Since last week’s shock general election results many business owners are getting increasingly worried, as many business leader’s confidence has dropped and possibly to an all-time low, according to some I have spoken with.
Many business leaders now believe that we are heading for a hard Brexit and business uncertainty will remain high for the next 18 months, most are saying that Theresa May has to be side lined by senior ministers as leaders are concerned for jobs and stability.
The economist team at Dun & Bradstreet have spoken about their opinion on the Institute of Directors study.
Markus Kuger, senior economist at Dun & Bradstreet said: “After the surprising election result, political and economic uncertainty in the UK has risen considerably.”
“The election outcome looks set to further complicate the process of negotiating the UK’s departure from the EU, as the government only has a narrow majority in parliament, and even this looks vulnerable in the context of Conservative MPs’ widely differing views on post-Brexit UK-EU relations.”
“Given the backdrop of an already slowing economy (the UK posted the lowest real GDP growth of all 28 EU economies in Q1 2017), it is not surprising that businesses are beginning to expressa lack of confidence.”

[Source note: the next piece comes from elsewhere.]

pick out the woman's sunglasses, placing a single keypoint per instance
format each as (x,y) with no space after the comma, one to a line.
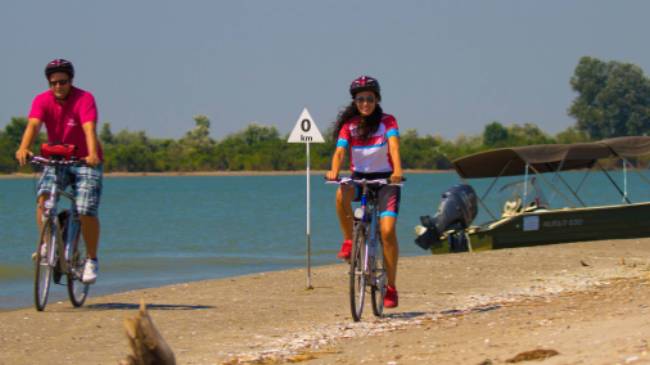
(59,82)
(367,99)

“We believe it’s highly unlikely that the first round of Brexit talks between the British government and the EU (scheduled for 19/20 June) will deliver more clarity or significant results. This means that companies will have to wait even longer to assess the impact of these negotiations on their business.”
“Our analysis indicates that uncertainty will remain high in the next 18 months, regardless of what happens in the wake of the election, and we are maintaining our risk rating of DB2d and our ‘deteriorating’ risk outlook for the UK economy.”

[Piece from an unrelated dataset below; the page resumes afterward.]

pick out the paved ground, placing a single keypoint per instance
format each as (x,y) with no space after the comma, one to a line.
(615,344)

“We predict that, in the long run, the election result could make a ‘hard’ Brexit, which we believe would be harmful for the British economy impossible.”
“The best advice for businesses is to monitor the progress of negotiations, and use the latest data and analytics to assess risk and identify potential opportunities. Once a government is firmly in place and negotiations progress, organisations may have a clearer picture of the business partnerships between the UK and the rest of the world.”
“Until then, a careful and measured approach to managing relationships with suppliers, customers, prospects and partners will be key to navigating through these uncertain times.”